Directly generating visible light from compact all-fiber lasers while maintaining high output characteristics has always been a research topic in laser technology. Here, Ji et al. proposed a method to develop dual-wavelength lasers using the excitation mechanism in holmium-doped ZBLAN fluoride glass fibers, and experimentally achieved high output performance of all-fiber lasers, especially operating in the deep red band under 640 nm pumping. Notably, a maximum continuous wave output power of 271 mW was achieved at 750 nm with a slope efficiency of 45.1%, which is the highest direct output power recorded in all-fiber lasers with a core diameter of less than 10 μm in the deep red band. In addition, the researchers developed a 1.2 μm all-fiber laser pumped by a 640 nm laser. The researchers extensively studied the correlation between these two laser generation processes and their performance at 750 nm and 1.2 μm wavelengths. By increasing the pump rate, the researchers observed effective population recycling through the high excited state absorption process, which effectively restored the population to the upper laser level of the deep red transition. In addition, the researchers determined the optimal conditions for this laser, identified the process of filling the excited state energy levels, and established the corresponding spectral parameters. This research shows great promise in improving the performance of lasers using other rare earth ions through excited state absorption processes, paving the way for the advancement of all-fiber ultrafast lasers.

All-fiber lasers are widely used due to their compact structure, excellent heat dissipation performance, and no need for optical cavity cleaning. They have a variety of applications such as precision machining measurement, biophotonics, and defense applications. High-power fiber lasers in the infrared optical region, especially 1 μm, 1.53 μm, and 2 μm, have been well studied using doped silicate glass fibers. These lasers have achieved optical powers exceeding kilowatts. In addition, visible light lasers have broken through the watt-level laser output. However, the output power of single-clad all-fiber lasers in the visible light band is still limited to 100 mW. This is mainly attributed to two main factors. First, fluoride fibers, which are the main body of visible laser generation, have a low damage threshold. Second, achieving high-performance visible light all-fiber laser mirrors has proven to be challenging.

In recent years, researchers have made significant progress in the development of ultrafast visible light lasers using various traditional methods to improve visible light mode locking, such as incorporating figure-of-eight cavities and free-space nonlinear polarization rotation in Dy, Ho, and Pr/Yb-doped fiber lasers.
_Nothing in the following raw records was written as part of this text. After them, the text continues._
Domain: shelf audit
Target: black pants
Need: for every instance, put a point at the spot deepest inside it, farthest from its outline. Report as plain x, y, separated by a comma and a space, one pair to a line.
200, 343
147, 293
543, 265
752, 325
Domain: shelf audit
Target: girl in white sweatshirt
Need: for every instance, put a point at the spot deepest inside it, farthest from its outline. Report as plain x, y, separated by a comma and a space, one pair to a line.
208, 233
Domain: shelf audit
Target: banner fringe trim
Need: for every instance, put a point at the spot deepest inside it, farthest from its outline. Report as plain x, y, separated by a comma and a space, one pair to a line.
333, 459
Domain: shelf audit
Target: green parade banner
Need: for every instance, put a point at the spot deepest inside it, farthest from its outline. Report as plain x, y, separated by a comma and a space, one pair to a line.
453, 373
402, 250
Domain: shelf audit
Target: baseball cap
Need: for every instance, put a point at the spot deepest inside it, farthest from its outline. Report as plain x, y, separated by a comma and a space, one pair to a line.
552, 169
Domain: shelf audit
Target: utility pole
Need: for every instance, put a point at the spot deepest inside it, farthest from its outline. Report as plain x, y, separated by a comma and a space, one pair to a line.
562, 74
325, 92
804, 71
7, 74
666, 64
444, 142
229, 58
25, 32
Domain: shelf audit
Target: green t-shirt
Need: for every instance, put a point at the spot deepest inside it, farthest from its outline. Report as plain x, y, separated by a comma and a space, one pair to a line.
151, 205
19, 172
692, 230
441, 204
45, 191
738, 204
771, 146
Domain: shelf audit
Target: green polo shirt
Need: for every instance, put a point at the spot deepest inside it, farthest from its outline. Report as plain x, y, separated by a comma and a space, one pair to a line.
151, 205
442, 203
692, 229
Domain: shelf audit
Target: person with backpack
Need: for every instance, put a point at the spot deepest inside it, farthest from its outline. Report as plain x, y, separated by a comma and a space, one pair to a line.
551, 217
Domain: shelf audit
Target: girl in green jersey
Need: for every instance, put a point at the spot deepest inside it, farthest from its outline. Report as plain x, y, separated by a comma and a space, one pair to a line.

However, the output power of all-fiber mode-locked lasers is still limited to a few milliwatts, limiting their applications. Therefore, it is very important to continue exploring high-performance all-fiber visible lasers, because achieving continuous-wave output of visible light in an all-fiber structure is the basis for utilizing high-energy pulses.

Holmium-doped ZBLAN fluoride glass fibers have attracted widespread attention due to their wide spectral resources in the visible to near-infrared region. These fibers provide three main pumping options for the visible light generation process. Blue laser diode pumping produces efficient green laser output, although the beam quality is limited. On the other hand, due to the long energy level lifetime of 5I7, the maximum output power of the all-fiber deep-red laser is only 16 mW. Compared with green pumping, red pumping covers a wider range of energy levels, which is conducive to studying the interconnection and inversion between different energy levels. In addition, the implementation of high-performance red solid-state lasers and advanced plasma sputtering coating technology, which is known for its high damage threshold, has led to the emergence of deep-red lasers operating at the watt level. These studies provide additional evidence to support the enhancement of laser output characteristics through excited-state absorption processes that rely on deep-red and near-infrared excitation.